Performance is all about perception. In layman’s terms, how quickly can you provide a response to a request from your customer. As volume increases, performance generally degrades after a certain point, and then as volume continues, often the outcome is complete failure. Having a suitable scalable architecture can enable you to provide consistent performance for a given and growing workload.

A Scalability Engineer needs to have architectural skills, management skills, deployment skills and automation skills. A Performance Engineer needs to have more specific technology skills, development skills and some architectural skills.

A great example of a performance problem is when a client contacts me to help with a slow performing website. When the home page takes 5 seconds to load, but only 500ms of that is the actual page generation, and ultimately the maximum possible amount of time spent in the database, in isolation as a database expert I could only improve on 10% of the actual problem. As a performance engineer, your knowledge of the full stack including the web container, the data store accesses (persistent and non-persistent), optimizing the network payload size with compression, various techniques of caching and parallelism capacities are all essential skills needed.
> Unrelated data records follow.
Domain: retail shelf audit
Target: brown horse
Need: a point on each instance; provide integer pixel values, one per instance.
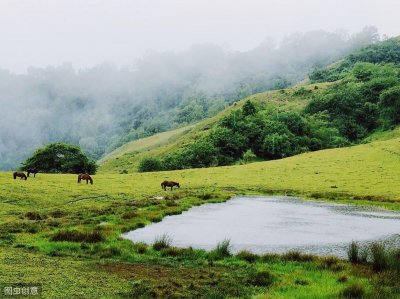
(171, 184)
(20, 175)
(85, 176)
A scalability problem is when your site supports 5,000 concurrent users, but it needs to support 25,000. Applying the primary skills just listed will not solve your scalability need. Simply adding 5x of servers is a simple way to provide support for more concurrent users, but where is the bottleneck or limitation of your application as you scale. Does adding 5x web servers place too much load on your caching tier or your database tier? While most applications utilize load balancing for web traffic, and so a new webserver is generally straightforward (to a point), can your application even support adding more database servers? Or does your architecture lead to read scalability, but not write scalability? Not being able to scale writes is a clear single point of failure for scalability. Most scalability needs require (re)architecture of your stack and the management of how this can be achieved while maintaining an operational site. After a point when you have 500+ servers, adding 50 more servers is generally the role of great automated deployment processes. The problem is usually greater when moving from 5 servers to 25 servers.

For employers that are writing a job description and using a specific job title, consider if the objectives in the description matches the title.

This leads to the question, what about a Reliability Engineer? That is another detailed discussion that relates to performance and scalability, but also have very different goals. Clearly defining your uptime needs is just one question a reliability engineer needs to ask.